A Narrowing Path to Employment in Japan

As public debate over “foreign integration” intensifies and companies regain confidence in hiring domestic graduates, international students will face growing difficulty securing work visas and full-time positions after graduation. While policies continue to favor “highly skilled talent,” the path into the Japanese workforce is narrowing for the majority of humanities graduates.

Reporter’s CommentaryWavering Is Not a Way Out

Kelly

The data from 2025 confirms that Japan remains a popular study destination. Yet surface-level prosperity cannot conceal deep structural tensions. While the government is close to achieving its quantitative targets, qualitative integration—balanced regional distribution, optimized academic fields, and above all, fair and efficient transitions into employment—remains mired in difficulty.
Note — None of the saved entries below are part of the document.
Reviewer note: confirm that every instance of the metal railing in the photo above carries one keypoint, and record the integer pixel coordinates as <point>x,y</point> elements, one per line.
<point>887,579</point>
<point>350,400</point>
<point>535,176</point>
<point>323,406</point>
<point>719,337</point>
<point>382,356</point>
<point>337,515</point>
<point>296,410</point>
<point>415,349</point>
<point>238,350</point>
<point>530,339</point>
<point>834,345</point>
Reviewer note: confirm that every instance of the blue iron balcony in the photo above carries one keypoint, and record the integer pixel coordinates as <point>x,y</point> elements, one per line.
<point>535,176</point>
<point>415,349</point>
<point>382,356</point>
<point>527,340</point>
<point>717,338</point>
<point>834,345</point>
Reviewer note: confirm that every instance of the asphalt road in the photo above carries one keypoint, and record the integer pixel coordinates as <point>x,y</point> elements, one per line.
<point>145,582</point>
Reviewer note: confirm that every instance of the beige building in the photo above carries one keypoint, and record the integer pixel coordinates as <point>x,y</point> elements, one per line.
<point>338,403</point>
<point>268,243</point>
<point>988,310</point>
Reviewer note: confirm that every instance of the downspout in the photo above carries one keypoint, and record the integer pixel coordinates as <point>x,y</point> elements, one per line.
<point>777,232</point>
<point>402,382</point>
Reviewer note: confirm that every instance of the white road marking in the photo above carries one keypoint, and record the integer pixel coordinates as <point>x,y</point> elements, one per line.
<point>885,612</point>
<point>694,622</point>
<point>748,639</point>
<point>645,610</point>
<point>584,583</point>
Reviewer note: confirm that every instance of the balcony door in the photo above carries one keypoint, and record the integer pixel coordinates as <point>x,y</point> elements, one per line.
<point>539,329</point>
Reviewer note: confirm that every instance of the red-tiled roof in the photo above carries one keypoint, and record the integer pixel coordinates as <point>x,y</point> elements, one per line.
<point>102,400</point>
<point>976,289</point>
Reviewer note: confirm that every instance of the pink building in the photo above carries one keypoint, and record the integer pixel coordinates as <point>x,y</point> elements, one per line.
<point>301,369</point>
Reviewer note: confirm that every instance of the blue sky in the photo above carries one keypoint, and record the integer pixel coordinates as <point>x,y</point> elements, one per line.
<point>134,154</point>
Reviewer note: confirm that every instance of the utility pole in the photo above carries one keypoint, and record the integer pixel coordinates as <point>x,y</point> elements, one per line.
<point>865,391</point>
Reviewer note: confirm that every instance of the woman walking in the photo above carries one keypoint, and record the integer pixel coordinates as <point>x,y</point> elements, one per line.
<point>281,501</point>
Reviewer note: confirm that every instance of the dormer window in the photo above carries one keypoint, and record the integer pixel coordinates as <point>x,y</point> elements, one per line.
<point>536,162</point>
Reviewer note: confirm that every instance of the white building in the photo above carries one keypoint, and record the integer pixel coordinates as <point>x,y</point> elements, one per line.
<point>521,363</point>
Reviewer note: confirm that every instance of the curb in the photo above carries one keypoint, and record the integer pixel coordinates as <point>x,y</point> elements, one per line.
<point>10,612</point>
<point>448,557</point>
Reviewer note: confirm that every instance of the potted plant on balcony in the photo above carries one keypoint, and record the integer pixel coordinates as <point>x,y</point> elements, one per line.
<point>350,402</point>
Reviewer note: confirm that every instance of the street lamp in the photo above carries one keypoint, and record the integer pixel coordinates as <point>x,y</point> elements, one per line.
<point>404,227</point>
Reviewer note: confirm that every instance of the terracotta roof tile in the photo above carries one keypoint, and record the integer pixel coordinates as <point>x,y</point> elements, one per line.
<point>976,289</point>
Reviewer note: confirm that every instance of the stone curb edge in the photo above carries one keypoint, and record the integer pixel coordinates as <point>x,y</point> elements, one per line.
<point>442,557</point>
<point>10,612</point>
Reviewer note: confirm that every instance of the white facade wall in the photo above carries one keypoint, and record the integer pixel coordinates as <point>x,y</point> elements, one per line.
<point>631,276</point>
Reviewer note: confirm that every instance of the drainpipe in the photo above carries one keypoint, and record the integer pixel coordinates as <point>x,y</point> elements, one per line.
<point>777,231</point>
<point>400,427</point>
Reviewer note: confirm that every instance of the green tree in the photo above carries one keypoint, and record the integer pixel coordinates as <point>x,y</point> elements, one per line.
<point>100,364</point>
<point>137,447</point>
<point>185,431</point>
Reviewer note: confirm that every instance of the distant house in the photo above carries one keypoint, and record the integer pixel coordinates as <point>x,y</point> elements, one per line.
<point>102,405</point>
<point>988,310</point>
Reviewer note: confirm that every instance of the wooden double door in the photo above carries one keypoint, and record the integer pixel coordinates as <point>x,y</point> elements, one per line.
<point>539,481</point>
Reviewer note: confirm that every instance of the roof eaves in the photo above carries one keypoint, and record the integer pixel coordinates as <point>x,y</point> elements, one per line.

Over the past year, Japan has displayed a contradictory duality: raising the banners of “internationalization” and “talent competition” with one hand, while tightening the reins of “control” and “order” with the other. For future students, Japan is no longer an easy choice defined by high cost-performance or straightforward settlement prospects. It has become a destination that demands careful cost calculations, clear career planning, and strong cross-cultural adaptability.

The story of studying in Japan has evolved from a simple record of education into a micro-documentary of how Japanese society seeks balance between globalization and identity. Its next chapter will be written jointly by shifting policies and the resilience of individual lives. In the end, mere wavering is not a path to breaking the deadlock.